Constance, of 22 guns, – Captain Alexander Saunderson Burrowes and twelve seamen and marines killed; Mr. Daniel M‘Cawley, boatswain, and one man badly wounded; Lieutenant George Spencer Richards and nine men slightly wounded.
Sheldrake, of 16 guns, – One man killed, two wounded.
Strenuous, of 14 guns, – Mr. Robert Bond, midshipman, and four men wounded, only one of the latter severely.
Taken out of the Salamandre, – nine wounded men, two of whom were in a dying state. Commander Thicknesse adds, in a postscript, as follows:
“Lieutenant Lawrence saw about thirty killed lying on the Salamandre’s decks, and I conceive the slaughter on board her must have been very great, Numbers of her crew escaped in boats, and by swimming to the shore, on her striking.”

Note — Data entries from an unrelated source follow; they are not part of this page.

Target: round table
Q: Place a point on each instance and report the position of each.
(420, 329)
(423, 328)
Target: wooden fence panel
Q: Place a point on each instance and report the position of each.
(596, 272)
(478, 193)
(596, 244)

On the 19th Feb. 1809, Commander Thicknesse captured a French ship laden with wheat, and was conducting her to Guernsey when she suddenly went down head foremost, and all on board, except one man, perished. The persons lost on this occasion were Mr. William Hubbard, master of the Sheldrake; a midshipman, name unknown; nine British, and two French seamen.
Commander Thicknesse married, in 1806, the daughter of Angus Eraser, Esq. of the royal invalids, quartered in Plymouth citadel.
- She was soon afterwards got into St. Maloes, and there repaired for sea.
- He was superannuated, with the rank of commander, Dec. 3d, 1827.